The World Health Organization predicts that depressive disorders will be the greatest contributor to the global burden of disease by 2030. Major depression is thought to comprise a heterogeneous group of diseases caused by genetic, epigenetic and environmental factors. In humans, detrimental early life events, such as maternal neglect or abuse during childhood, are associated with increased risk of emotional disorders including major depression that may persist into adulthood. In fact, experimental and clinical studies have shown that the immaturity and plasticity of the central nervous system during childhood make it particular sensitive to stress at a young age, which may cause significant and permanent changes in brain structure and function.
On the other hand, recent clinical and experimental data suggest that the pathophysiology of several neuropsychiatric disorders, including depressive syndromes, involves activation of the immune system in response to inflammatory agents. In fact, pro-inflammatory cytokines alter tryptophan metabolism, affecting the activity of serotonin, a neurotransmitter with a key role in the modulation of mood. Therefore, the tryptophan metabolic route becomes imbalanced during depression, enhancing an alternative metabolic pathway, the kynurenine synthesis pathway, and decreasing the availability of tryptophan to be metabolized into serotonin. This metabolic change has been directly associated to the development of depressive symptoms in humans and in experimental animal models.
In a recent study published in Progress in Neuro-Psychopharmacology & Biological Psychiatry, we have shown that maternal separation indeed induces both neuroinflammation and long-lasting emotional alterations in mice. The study was developed during Irene Gracia-Rubio’s PhD training at the GReNeC and done in collaboration with other research teams: the group led by Roser Nadal in UAB for maternal behaviour evaluation, and also with Oscar Pozo and Josep Marcos, researchers of the Neuroscience Program at IMIM (Hospital del Mar Research Institute) for the analysis of the kynurenine pathways. To have the opportunity to work with all these researchers in a collaborative project has been a very positive experience.
Our aim was to explore the interplay between depressive symptoms in behavioural models, neuroinflammation, and alterations in the tryptophan-kynurenine pathway since these mechanisms could lead to the discovery of new therapy approaches.
For that, we set up different behavioural models to induce conditions of early life adversity in male and female mice. Although most studies are done only in males, we decided to study female mice since the risk of suffering depression is double in women than in men.
We used two conditions: the maternal separation paradigm in mice as a model of early life neglect, and the standard rearing condition (the ‘control’), in which offspring remained with their mothers for 21 days.
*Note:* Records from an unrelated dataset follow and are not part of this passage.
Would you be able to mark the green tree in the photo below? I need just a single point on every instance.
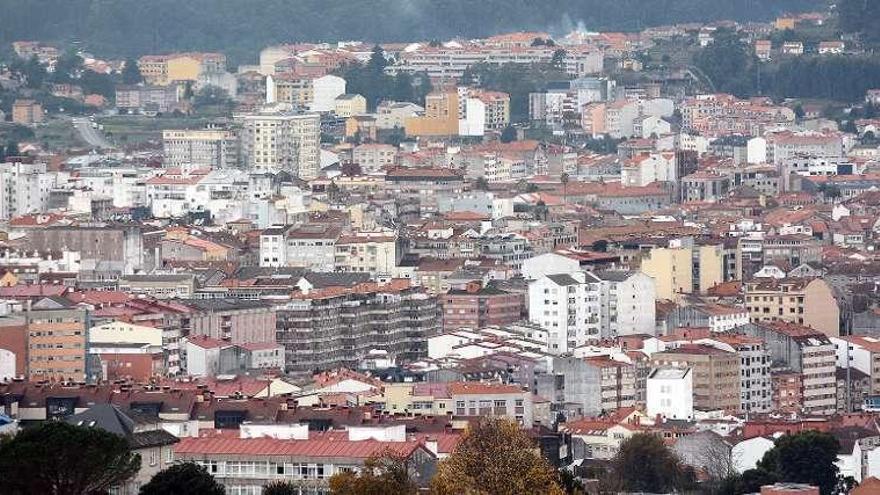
(644, 464)
(495, 457)
(58, 458)
(805, 457)
(131, 73)
(183, 479)
(385, 474)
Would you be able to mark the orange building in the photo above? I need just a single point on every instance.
(56, 341)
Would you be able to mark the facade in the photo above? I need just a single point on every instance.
(276, 142)
(209, 148)
(477, 306)
(335, 327)
(27, 112)
(808, 353)
(808, 302)
(670, 393)
(56, 342)
(716, 379)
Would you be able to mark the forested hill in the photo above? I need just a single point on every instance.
(241, 27)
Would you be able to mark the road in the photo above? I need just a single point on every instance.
(89, 134)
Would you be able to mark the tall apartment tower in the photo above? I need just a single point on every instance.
(281, 141)
(205, 148)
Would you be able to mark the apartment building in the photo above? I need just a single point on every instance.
(56, 345)
(338, 326)
(163, 70)
(27, 112)
(808, 302)
(450, 63)
(862, 353)
(244, 464)
(207, 148)
(374, 157)
(484, 399)
(478, 306)
(684, 269)
(807, 352)
(716, 374)
(366, 252)
(756, 393)
(311, 246)
(232, 320)
(275, 142)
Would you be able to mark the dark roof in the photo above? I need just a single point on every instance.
(563, 279)
(106, 417)
(322, 280)
(151, 438)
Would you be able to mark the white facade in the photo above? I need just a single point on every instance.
(568, 306)
(325, 90)
(276, 142)
(641, 171)
(670, 393)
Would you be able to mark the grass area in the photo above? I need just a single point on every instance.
(136, 129)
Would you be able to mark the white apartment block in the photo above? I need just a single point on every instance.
(275, 142)
(210, 148)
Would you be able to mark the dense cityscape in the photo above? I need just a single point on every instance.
(564, 261)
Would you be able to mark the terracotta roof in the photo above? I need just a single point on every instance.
(306, 448)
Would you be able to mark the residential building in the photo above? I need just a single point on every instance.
(27, 112)
(276, 142)
(595, 385)
(208, 148)
(809, 302)
(349, 105)
(807, 352)
(163, 70)
(56, 341)
(716, 379)
(670, 393)
(336, 326)
(478, 306)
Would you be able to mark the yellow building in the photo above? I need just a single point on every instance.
(440, 119)
(797, 300)
(162, 70)
(684, 270)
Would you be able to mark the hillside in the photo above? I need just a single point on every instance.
(241, 27)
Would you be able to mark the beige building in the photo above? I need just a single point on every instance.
(684, 270)
(349, 105)
(367, 252)
(56, 342)
(27, 112)
(280, 141)
(716, 375)
(808, 302)
(372, 157)
(163, 70)
(206, 148)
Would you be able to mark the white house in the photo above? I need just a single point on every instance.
(325, 90)
(670, 393)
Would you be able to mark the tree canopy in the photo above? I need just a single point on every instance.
(384, 474)
(183, 479)
(495, 457)
(58, 458)
(644, 464)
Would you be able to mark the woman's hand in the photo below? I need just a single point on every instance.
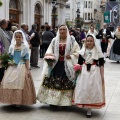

We then looked at the effect of both conditions on emotional behaviour during adolescence and into adulthood.
To test these effects, we performed a range of tests of anxiety, depressive symptoms and other emotional-related behaviours. To test anxiety, we used the elevated plus maze, a test that evaluates the capability of a rodent to explore new and stressful environments. Anxiety-like behaviour is reflected by an attenuated exploratory behaviour in mice. For testing depressive-like symptoms, we used the tail-suspension test, a model to evaluate despair behaviour, in this case, the time spent immobile when a mouse is confronted to an inescapable stressful situation.
At the physiological level, we looked for signs of neuroinflammation in different brain areas, and analysed metabolites of the tryptophan-kynurenine pathway to explore the link between depressive symptoms and inflammatory reactions.
Our results showed that adverse events during early life in mice increase risk of long-lasting emotional alterations during adolescence and into adulthood. These emotional disturbances were particularly severe in females. Behavioural impairments, including depressive symptoms, were associated with neuroinflammatory reactions in the two brain regions evaluated (prefrontal cortex and hippocampus).
In conclusion, these findings support the preeminent role of neuroinflammation in emotional disorders. Our results lead us to propose that detrimental early life events such as maternal neglect reproduce most of the behavioural alterations associated with depressive symptoms in mice. These alterations seem to be long lasting since adult mice also showed these emotional alterations. We also found that females were more sensitive to adverse conditions than males since the detrimental effects observed were more intense and persisted longer in time in female mice. Our study also supports the notion that the imbalance of the tryptophan-kynurenine metabolism and the association of neuroinflammatory reactions underlie these emotional impairments under our experimental conditions.
Future investigations will explore the influence of maternal separation and neuroinflammation in other psychiatric disorders, in particular psychotic and drug use disorders.
Gracia-Rubio I, Moscoso-Castro M, Pozo OJ, Marcos J, Nadal R, Valverde O. Maternal separation induces neuroinflammation and long-lasting emotional alterations in mice. Prog Neuropsychopharmacol Biol Psychiatry. 65: 104-17, 2016. DOI: 10.1016/j.pnpbp.2015.09.003.